Prudential committee names new Fire District 2 chief
After months of meetings, controversy and deliberation, Dartmouth’s Fire District 2 has a new chief.
The Fire District 2 Prudential Committee appointed Erick Turcotte, a current lieutenant with Dartmouth’s Fire District 1, as District 2 chief beginning on Dec. 27.
Turcotte succeeds Deputy Chief Wayne Thomas who has served as acting District 2 fire chief since Nov. 16. Thomas himself took over for former acting chief Greg Edgcomb, who was dismissed from the position after implying that he might take legal action against the district over open meeting law violations.
Scott Brooks II, a sergeant in the Dartmouth Police Department who was previously considered for the position, withdrew his application, said the prudential committee.
The committee did not specify the reason for Brooks’ withdrawal.
According to District Counsel Anthony Savastano, Turcotte will start with a $92,500 salary with $2,000 increases each year over his three-year contract. According to the contract, he will also have 15 vacation days and 10 sick days.
The salary for District 2 chief has been a point of contention in previous meetings.
The previous prudential committee had negotiated a salary of $115,000 with Edgcomb, an amount that was approved at the district’s annual meeting. However, newly-elected committee members Bob Bouley and Bill Coutu preferred a salary range of just $85,000 to $95,000.
The controversy surrounding the search for a new Fire District 2 chief has largely centered around these salary negotiations.
Turcotte has been a firefighter for 25 years, he said, and becoming a fire chief has been a longstanding goal.
“As I got into fire service I realized how much I loved it and how important it is for the community,” he said.

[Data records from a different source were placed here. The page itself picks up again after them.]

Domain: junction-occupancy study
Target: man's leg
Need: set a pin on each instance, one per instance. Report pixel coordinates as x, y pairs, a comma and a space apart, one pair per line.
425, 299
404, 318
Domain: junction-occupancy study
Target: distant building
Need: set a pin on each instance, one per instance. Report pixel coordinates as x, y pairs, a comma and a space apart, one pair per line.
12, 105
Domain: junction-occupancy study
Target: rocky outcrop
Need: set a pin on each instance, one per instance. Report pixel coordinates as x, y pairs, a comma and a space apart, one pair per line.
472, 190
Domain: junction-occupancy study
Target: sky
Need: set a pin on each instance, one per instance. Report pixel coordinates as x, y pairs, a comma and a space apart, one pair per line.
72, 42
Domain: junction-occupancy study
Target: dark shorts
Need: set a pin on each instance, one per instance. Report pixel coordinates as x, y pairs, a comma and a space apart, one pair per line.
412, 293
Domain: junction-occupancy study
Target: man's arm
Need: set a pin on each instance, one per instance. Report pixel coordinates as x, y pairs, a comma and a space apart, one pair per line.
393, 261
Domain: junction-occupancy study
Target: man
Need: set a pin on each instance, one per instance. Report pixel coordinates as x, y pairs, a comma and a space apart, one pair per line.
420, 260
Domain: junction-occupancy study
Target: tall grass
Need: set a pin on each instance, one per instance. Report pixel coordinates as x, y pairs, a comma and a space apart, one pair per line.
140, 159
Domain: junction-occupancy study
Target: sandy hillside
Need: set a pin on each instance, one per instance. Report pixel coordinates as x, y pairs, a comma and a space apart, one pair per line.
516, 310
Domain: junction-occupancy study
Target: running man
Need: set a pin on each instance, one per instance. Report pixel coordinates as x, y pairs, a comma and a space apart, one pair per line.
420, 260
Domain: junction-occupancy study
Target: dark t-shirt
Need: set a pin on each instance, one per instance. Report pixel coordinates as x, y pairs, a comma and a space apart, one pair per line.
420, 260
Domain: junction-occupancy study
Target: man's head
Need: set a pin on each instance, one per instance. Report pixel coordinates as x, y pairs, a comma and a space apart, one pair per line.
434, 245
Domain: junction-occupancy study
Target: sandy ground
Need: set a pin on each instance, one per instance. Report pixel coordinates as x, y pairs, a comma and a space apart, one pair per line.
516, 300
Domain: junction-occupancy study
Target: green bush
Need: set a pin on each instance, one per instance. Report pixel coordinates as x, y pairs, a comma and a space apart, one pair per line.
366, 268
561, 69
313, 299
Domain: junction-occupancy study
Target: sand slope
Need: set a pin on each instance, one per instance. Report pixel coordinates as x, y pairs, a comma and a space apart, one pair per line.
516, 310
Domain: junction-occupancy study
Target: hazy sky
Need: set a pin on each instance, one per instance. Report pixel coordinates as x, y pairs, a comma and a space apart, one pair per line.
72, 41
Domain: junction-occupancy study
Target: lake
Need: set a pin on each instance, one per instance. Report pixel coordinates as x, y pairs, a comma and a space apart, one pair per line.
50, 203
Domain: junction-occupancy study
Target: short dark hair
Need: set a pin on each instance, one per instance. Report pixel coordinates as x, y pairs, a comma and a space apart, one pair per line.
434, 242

He was first introduced to fire fighting by his father-in-law, who was a Dartmouth District 1 firefighter.
During his interview, Turcotte emphasized his experience with fire inspections and investigations.
“I’ve done every kind of inspection out there from fire alarms to sprinklers — residential to commercial,” he said.
When asked about his weaknesses, Turcotte explained that he often has issues delegating tasks to others.
“When I delegate I try to oversee it a lot,” he said. “But that’s something for me to work on.”
According to the prudential committee, the position of fire chief requires 15 years of firefighting experience with at least five years in a command position.
According to Turcotte, he has been head inspector at Fire District 1 since 2015 and has been a fire investigator since 2006. He is also a certified EMT who has worked for Brewster Ambulance service since 2018, according to his LinkedIn profile.
Turcotte did not list any command experience during his interview.
“My biggest goal is to make sure the residents of the district are safe,” he said. “And to do whatever we can do to protect life and safety.”
In order to get Turcotte accommodated in the new role in time, the Prudential Committee voted to waive the requirement that the chief find residence in the district within nine months.
According to Turcotte, he currently lives six miles away from the District 2 fire station.
“The prudential committee put a good faith obligation on [Turcotte] to sell his current residence and buy a new residence,” said Savastano
“We’re flexible on the residency because of the cost of real estate,” added Prudential Committee Member Ralph Medeiros.
Members of the audience joked that there is a house currently for sale across the street from the District 2 fire station.
“We wish Erick all the best,” said Mediros.